Amid a new Israel-Gaza war, the world reeling from unprecedented atrocities against Israeli civilians, former Age editor Michael Gawenda reflects on his life as a Jew — the title of his astonishing new book— and on what he sees as a troubling shift towards activist journalism. During the last Israel-Gaza war two years ago, more than 400 Australian journalists and writers petitioned the media to “do better on Palestine,” calling on editors to stop promoting “discredited” spokespersons, “tired narratives” and “both siderism” that “equates the victims of a military occupation with its instigators”. Gawenda says the events of recent days makes the petitioners’ stance, flawed to begin with, appear “even worse.” He thinks these journalists should publicly explain why they signed the petition.

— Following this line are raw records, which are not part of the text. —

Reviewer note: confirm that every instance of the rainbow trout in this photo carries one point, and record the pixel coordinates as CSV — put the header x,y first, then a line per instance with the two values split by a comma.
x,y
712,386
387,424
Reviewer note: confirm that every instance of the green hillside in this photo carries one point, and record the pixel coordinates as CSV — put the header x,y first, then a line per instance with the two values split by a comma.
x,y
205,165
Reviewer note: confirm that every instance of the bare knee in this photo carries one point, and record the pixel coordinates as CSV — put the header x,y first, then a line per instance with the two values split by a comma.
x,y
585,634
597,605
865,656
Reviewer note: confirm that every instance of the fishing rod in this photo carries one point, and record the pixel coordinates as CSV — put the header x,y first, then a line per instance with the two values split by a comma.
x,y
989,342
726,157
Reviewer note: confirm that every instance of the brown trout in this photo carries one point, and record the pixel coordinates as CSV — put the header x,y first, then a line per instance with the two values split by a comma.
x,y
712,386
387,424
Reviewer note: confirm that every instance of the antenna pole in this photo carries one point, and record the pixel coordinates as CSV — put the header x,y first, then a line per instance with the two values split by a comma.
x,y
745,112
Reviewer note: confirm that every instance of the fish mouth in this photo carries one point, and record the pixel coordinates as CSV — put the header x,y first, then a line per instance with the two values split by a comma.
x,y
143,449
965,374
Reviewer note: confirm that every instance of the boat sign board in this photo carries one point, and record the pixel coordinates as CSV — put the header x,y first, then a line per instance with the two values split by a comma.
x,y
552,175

In this podcast interview we also discuss his time as editor at The Age and whether he’d be able to attain such a position if he were starting his career now as “the Jew I have become” — namely, a Jew deeply attached to Israel, one who refuses to denounce Zionism in order to gain admission to the political left. Other Jews are more willing to comply; Gawenda describes them as “anxious Jews”; Jews fundamentally anxious about being Jewish. (They’re hilariously depicted in Howard Jacobson’s The Finkler Question as self-declared “ASHamed Jews.”)
One such “anxious Jew,” in Gawenda’s view, is Louise Adler, his long-time colleague, publisher and former friend. Adler signed the journalists’ petition. Earlier this year she came under fire as director of Adelaide Writers’ Week for inviting Palestinian writers to discuss their experiences of occupation and dispossession to the exclusion of any Israeli voices. Two of the featured writers were accused of peddling anti-Semitic tropes; one had referred to Ukraine’s (Jewish) president, Volodymyr Zelenskyy, as a “depraved Zionist.” Gawenda’s book opens with an account of his friendship with Adler ending “suddenly and fiercely” over Israel. We discuss why he took the extraordinary step of publicly airing this personal falling out.
And we talk about Gawenda’s childhood as the son of Holocaust survivors, the influence of his socialist, non-Zionist youth movement and whether he sees hope of a reconciliation between the Jews and the left. On the latter, he’s optimistic.
In the aftermath of one of the darkest days for the Jewish people since the Holocaust, I, for one, will take any hope on offer.